Translating Measurement Advances to Practice

Doctor holding patient's hand

What are we doing?

Advanced Metrics Lab goes beyond developing measures that are psychometrically sound by including stakeholders in the process to ensure that the measure is usable and feasible in the clinic providing individuals with information they feel they need to know. For example, Drs. Trudy Mallinson and Christina Papadimitriou were funded by AIR through RWJF and our team caregiver co-investigators as we developed a prototype of a person-centered measure for individuals with disorders of consciousness. Dr.
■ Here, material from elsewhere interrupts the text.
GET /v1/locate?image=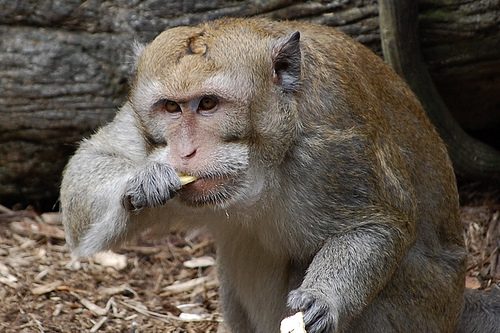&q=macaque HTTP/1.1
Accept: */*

[61,19,500,333]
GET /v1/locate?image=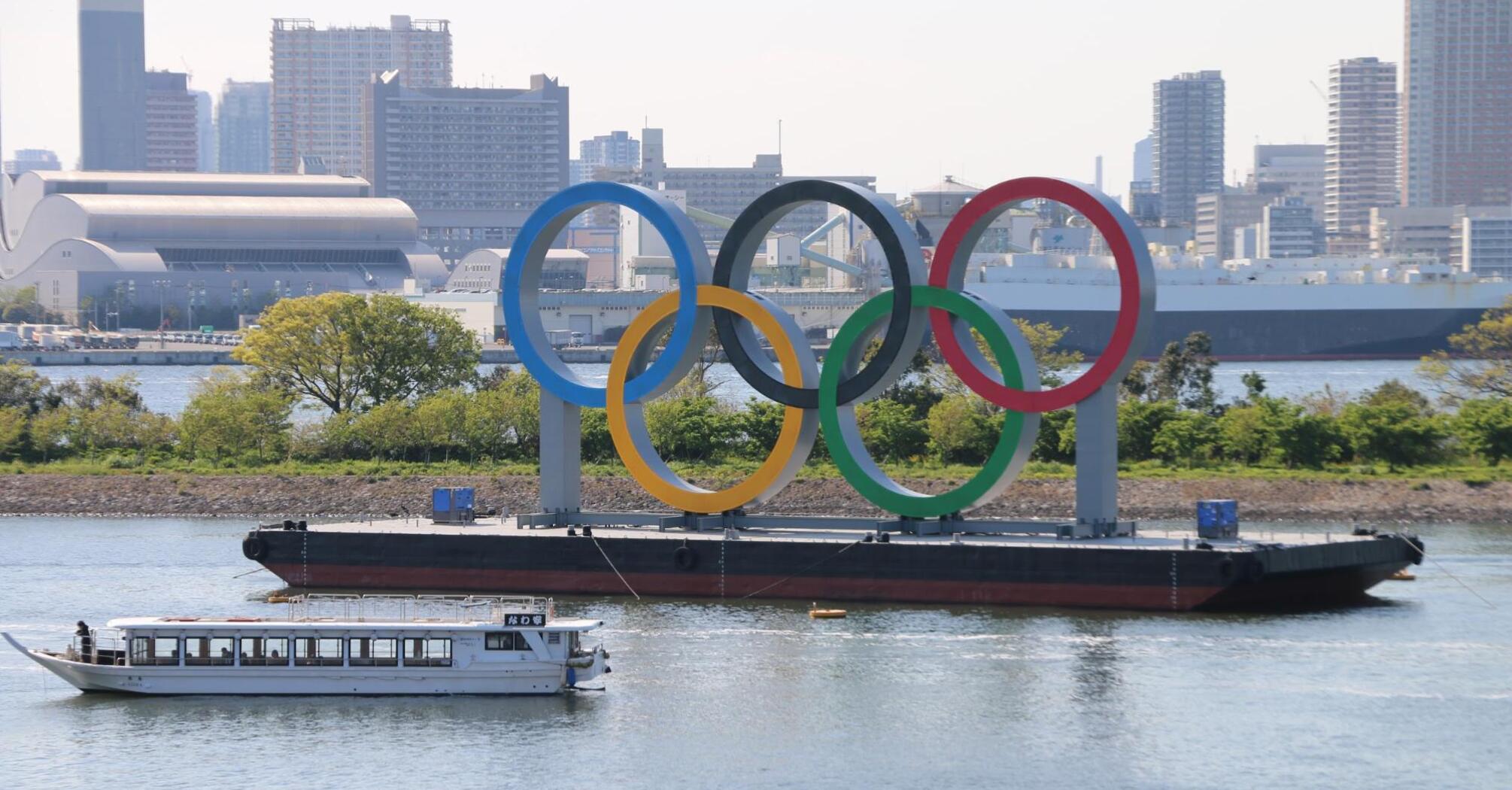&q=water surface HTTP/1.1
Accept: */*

Jen Weaver is working on using an existing and widely used neurobehavioral measure, the Coma Recovery Scale-revised, to develop a visual representation of the patient’s progress to improve communication about therapy progress between the family and rehabilitation therapists.

Why does this matter?

Our current work in shows that assessments information is often poorly communicated because outputs, such as scores or cut points, do not help practitioners and care partners make decisions or effectively guide treatment planning. Our research in this space focuses on including multiple stakeholders in the testing, evaluation, and dissemination of assessment research, with the goal of designing and implementing more user-friendly, relationship-centered assessments.

What are our current/recent projects?

Relationship-Centered Shared Decision-Making (RC-SDM) in chronic disability

Shared decision-making, a cornerstone of patient-centered care, relies on patient engagement. But some patients lack the cognitive capacity to decide for themselves and communicate their wishes. Care partners -family or informal caregivers can be important voices in communicating and advocating with healthcare practitioners around treatment decisions. However, our work finds that care partners and practitioners struggle to engage in SDM because they are not always listened to by practitioners, and practitioners do not always effectively include care partners in SDM.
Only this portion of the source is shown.